In vivo electrophysiology: benefits, weakness, and alternative solutions
by Dr. Francesca Chaloner (Samuel Cooke Lab, King’s College London)
Introduction
Electrical activity of neurons is a primary mechanism of information processing in the brain. The electrical events produced at single synapses, by individual neurons or by populations of either produce electrical signals which can be recorded with high fidelity using electrophysiology across a variety of scales. Depending on the questions that are being asked about brain function, recording select scales or types of signals may be most informative, and recording each requires a different method. For instance, the gold standard method to monitor activity at individual synapses is ex-vivo whole cell patch clamp electrophysiology, typically using a blunt, fire-polished, glass pipette recording electrode. This method not only allows recording of on-going miniature, spontaneous or evoked synaptic events, as well as action potentials, but it also enables experimental constraint of voltage across the neuronal membrane, thereby providing deep insight into the biophysical mechanisms at play in each type of electrical event, whether it be a synaptic or action potential. Moreover, ex-vivo techniques greatly aid cell-specific targeting for recording and visualization of specific synaptic inputs for stimulation. However, there are obvious limitations to ex-vivo electrophysiology, notably that it does not allow for the study of the brain as it subserves its primary purposes of sensation, perception, cognition, and action. There are now several laboratories that have taken on the heroic endeavour of performing these intracellular recordings in-vivo and, on occasion, in the awake, behaving animal. However, these experimental approaches have low yields and require many years of training. Another key limitation of intracellular or whole cell recording methods is that they typically limit the experimenter to recording from just a couple of cells at once. Recordings of the population dynamics of hundreds of cells within an intact system can be achieved with extracellular electrophysiology. Different types of in-vivo electrophysiological techniques allow for recording of action potentials, or spikes, produced by single neurons, or larger scale signals that reflect summated synaptic activity or action potentials recorded from many neurons at once. I will now discuss these methods below.

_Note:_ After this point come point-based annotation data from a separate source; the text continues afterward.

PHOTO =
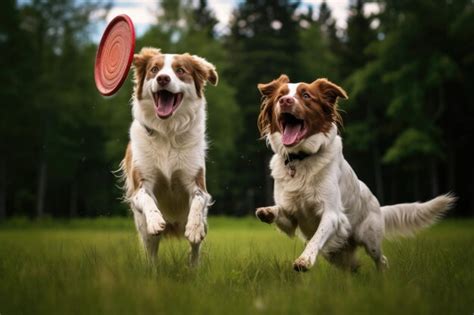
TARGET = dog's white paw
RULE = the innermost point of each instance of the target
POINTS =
(302, 264)
(155, 223)
(195, 232)
(265, 214)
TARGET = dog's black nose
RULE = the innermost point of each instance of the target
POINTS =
(163, 79)
(287, 101)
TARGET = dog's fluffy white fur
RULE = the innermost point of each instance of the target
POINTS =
(320, 195)
(164, 165)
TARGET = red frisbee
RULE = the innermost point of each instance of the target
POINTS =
(115, 55)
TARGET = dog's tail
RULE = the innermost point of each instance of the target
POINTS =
(407, 218)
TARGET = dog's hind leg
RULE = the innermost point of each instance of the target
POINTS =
(345, 258)
(371, 235)
(150, 242)
(196, 227)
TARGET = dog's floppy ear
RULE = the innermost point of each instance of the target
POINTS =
(203, 71)
(140, 62)
(267, 89)
(329, 91)
(264, 120)
(209, 70)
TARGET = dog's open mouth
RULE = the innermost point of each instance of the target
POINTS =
(292, 128)
(166, 103)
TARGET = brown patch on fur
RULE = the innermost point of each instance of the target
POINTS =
(201, 180)
(319, 111)
(196, 69)
(143, 62)
(133, 177)
(271, 92)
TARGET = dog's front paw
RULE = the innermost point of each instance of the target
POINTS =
(265, 214)
(195, 232)
(302, 264)
(155, 223)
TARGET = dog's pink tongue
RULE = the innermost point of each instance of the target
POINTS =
(164, 106)
(290, 133)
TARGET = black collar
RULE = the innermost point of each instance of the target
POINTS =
(296, 156)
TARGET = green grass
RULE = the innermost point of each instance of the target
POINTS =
(96, 266)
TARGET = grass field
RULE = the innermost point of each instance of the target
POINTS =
(96, 267)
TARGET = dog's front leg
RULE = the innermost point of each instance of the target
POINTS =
(327, 227)
(196, 227)
(275, 214)
(145, 203)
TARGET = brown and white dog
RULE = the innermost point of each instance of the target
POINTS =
(164, 165)
(316, 191)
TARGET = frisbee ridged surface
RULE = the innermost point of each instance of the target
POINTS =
(115, 55)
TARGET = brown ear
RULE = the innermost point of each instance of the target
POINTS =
(140, 62)
(267, 89)
(329, 91)
(203, 71)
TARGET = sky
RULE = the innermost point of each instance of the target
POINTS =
(142, 12)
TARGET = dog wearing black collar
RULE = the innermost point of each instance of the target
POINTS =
(316, 191)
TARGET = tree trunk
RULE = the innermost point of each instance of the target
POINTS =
(416, 185)
(378, 175)
(42, 180)
(73, 200)
(451, 169)
(3, 188)
(434, 178)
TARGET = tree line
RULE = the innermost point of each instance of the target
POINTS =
(407, 124)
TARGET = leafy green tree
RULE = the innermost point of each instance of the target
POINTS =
(423, 68)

Most common forms of in vivo electrophysiology
Silicone laminar probes
Laminar probes are used to record single units (action potentials) across multiple cell layers. They contain many electrodes along a shank and require hardware to record at fast acquisition rates. Fast acquisition rates (40kHz; data point collected every 0.025 ms) are required to resolve the action potential waveforms (~1ms) generated by multiple neurons.
Local field potentials
Local field potentials (LFPs) can be recorded using chronically implanted tungsten electrodes. This is a signal which originates from ~250 microns around the electrode (Katzner et al., 2009), therefore reflecting relatively localized neural activity. The LFP predominantly reflects summed synaptic activity and membrane voltage fluctuations as these slower events are more likely to summate than fast action potentials. However, other neural processes (e.g action potentials, glial activity etc) contribute partially to the LFP signal. The contribution of action potentials is notable if these events are evoked by a super-threshold electrical stimulation of afferent fibres that tightly synchronizes action potentials produced by post-synaptic neurons. This so-called ‘population spike’ is most commonly described in the hippocampus, where there is an advantageous laminar arrangement comprising a single layer of excitatory neurons and neatly arranged dendritic subfields on either side, as well as neatly defined feed-forward afferent pathways, allowing for relatively easy interpretation of evoked local field potential responses as either an early synaptic slope or a later population spike signal which typically occur in opposing directions.
Intercranial EEG
Electrical signals can be recorded from the surface of the brain using screws. Intracranial EEG reflects activity from broader spatial locations. Activity from distant and local brain regions will contribute to the signal recorded from the surface of the brain. Again, summed synaptic activity is the largest contributing factor to this signal but other neuronal electrical processes will contribute to the EEG signal. This signal similar to human EEG, albeit slightly less attenuated as it is recorded from the surface of the brain rather than the surface of the skin around the skull.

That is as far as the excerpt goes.